Birth control debate really about abortion, say CPAC speakers

Stop talking about birth control. That was the key message from some of the most prominent leaders of America’s anti-abortion movement, speaking Friday at the Conservative Political Action Conference. During a talk on how to advance the movement through messaging, an all-female panel discussed the Obama administration’s birth-control-coverage mandate and suggested that the best way to defeat it is by calling it an “abortion mandate.”

Americans United for Life CEO Charmaine Yoest, Students for Life of America Executive Director Kristan Hawkins, and Live Action President Lila Rose speak on an anti-abortion panel at CPAC 2012, Feb. 10, 2012; click to enlarge (AMERICAN INDEPENDENT/Sofia Resnick).

The panel was moderated by Live Action President Lila Rose and included Americans United for Life President Charmaine Yoest, Students for Life of America Executive Director Kristan Hawkins, National Right to Life President Carol Tobias, and Rebecca Kiessling, an attorney who advocates against rape exceptions in anti-abortion legislation. Kiessling, who is adopted, found out later in life that she was conceived after her birth mother was raped.

“This new situation that’s coming down [from the Obama administration] is actually an abortion mandate,” Yoest said. “As an organization we’re going to be more disciplined about talking about the abortion mandate coming from HHS and I would encourage you all to do the same.”

Yoest, Hawkins and Tobias all said that their organizations do not take a position on birth control, only on emergency birth control. Anti-abortion activists believe emergency birth control drugs like Plan B and Ella can cause abortions, something that is disputed by the drug-makers, the federal government, and abortion-rights activists.

An obstetrician-gynecologist in the audience who said she works for a religiously affiliated institution, likened taking emergency birth control to going to a playground where 100 kids are playing and shooting one of them. It’s a one-in-100 chance that taking an emergency birth control pill will kill a fetus, the doctor said.

“I would encourage you not to let this become a debate over birth control,” Tobias said. “I truly believe the mandate from HHS was a deliberate attempt by the Obama administration to get a discussion in this country right before the election over whether men controlling the Catholic church can tell women whether or not to take birth control. That’s the debate they want. We need to bring it back.
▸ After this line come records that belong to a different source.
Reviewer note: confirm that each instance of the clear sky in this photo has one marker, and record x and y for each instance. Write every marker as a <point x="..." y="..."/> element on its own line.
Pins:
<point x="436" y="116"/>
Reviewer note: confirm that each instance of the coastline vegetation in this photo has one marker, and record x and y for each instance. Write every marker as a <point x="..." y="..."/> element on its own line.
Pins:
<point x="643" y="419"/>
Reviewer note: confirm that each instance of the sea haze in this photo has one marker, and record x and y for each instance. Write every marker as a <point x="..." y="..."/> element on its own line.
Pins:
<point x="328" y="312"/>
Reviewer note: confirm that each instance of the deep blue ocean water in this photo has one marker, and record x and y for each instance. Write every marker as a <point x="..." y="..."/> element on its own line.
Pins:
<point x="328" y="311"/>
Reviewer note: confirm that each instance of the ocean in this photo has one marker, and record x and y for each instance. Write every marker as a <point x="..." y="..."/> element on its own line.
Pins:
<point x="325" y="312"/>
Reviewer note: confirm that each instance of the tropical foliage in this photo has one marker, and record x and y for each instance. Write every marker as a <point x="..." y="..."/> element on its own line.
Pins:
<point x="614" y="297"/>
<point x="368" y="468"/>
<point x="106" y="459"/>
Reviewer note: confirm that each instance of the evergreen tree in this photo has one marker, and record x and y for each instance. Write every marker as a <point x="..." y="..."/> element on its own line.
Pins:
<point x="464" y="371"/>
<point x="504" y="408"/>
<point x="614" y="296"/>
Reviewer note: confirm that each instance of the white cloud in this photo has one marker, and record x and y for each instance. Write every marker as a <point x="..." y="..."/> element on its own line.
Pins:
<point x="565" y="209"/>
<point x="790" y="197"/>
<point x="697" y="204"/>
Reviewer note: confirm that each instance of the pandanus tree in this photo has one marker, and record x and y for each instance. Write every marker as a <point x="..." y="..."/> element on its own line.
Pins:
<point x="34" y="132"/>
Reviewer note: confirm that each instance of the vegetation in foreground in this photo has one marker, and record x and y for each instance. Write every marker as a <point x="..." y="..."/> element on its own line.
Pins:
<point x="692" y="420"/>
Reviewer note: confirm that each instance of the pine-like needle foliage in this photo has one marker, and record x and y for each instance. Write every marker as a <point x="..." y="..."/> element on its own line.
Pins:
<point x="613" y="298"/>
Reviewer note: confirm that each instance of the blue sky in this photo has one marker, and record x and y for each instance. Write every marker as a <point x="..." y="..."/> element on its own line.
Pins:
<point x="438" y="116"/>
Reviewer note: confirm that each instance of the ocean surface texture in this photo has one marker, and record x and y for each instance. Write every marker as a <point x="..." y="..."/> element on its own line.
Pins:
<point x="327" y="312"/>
This is religious freedom. If they can tell the Catholic Church that they have to provide contraception to their employees, then they can also tell National Right to Life that we have to provide abortions for our employees.”

About the same time that the women were speaking, the Obama administration was announcing what was billed as a compromise to religious groups opposing the mandate. The administration is now promising to introduce a policy that if a woman works for a religious employer that objects to providing contraceptive services in its health plan, the employer will not be required to cover her contraceptive costs. However, her insurance company will be required to offer contraceptive care for free.

The Family Research Council released a statement Friday rejecting Obama’s compromise, invoking very similar language used by the woman on the panel, particularly when it comes to sex.

National Right to Life President Carol Tobias (l) and Rebecca Kiessling speak on an anti-abortion panel at CPAC 2012, Feb. 10, 2012; click to enlarge (AMERICAN INDEPENDENT/Sofia Resnick).

“Liberals say keep your morals out of the bedroom, yet the President’s plan forces everyone to pay the cost for someone else’s contraceptive use in the bedroom,” said FRC President Tony Perkins in the statement. “That’s not freedom, it’s a mandate.

“This revised HHS mandate does nothing to change the fundamentally anti-religious, anti-conscience and anti-life contraceptive mandate,” he continued. “It rather only creates some paperwork gimmicks that don’t change the fact that religious employers who object to coverage of these services will now have to drop health insurance altogether to maintain their conscience and face severe penalties for doing so.”

On the CPAC stage, Kiessling said the Obama administration’s mandate is ironic.

“[People are always saying to] stay out of their bedroom; this is basically inviting others into their bedroom, wanting others to pay for what they’re doing in the bedroom,” she said. “I mean, really, what else do you want us to pay for? Do you want us to pay for condoms, too?”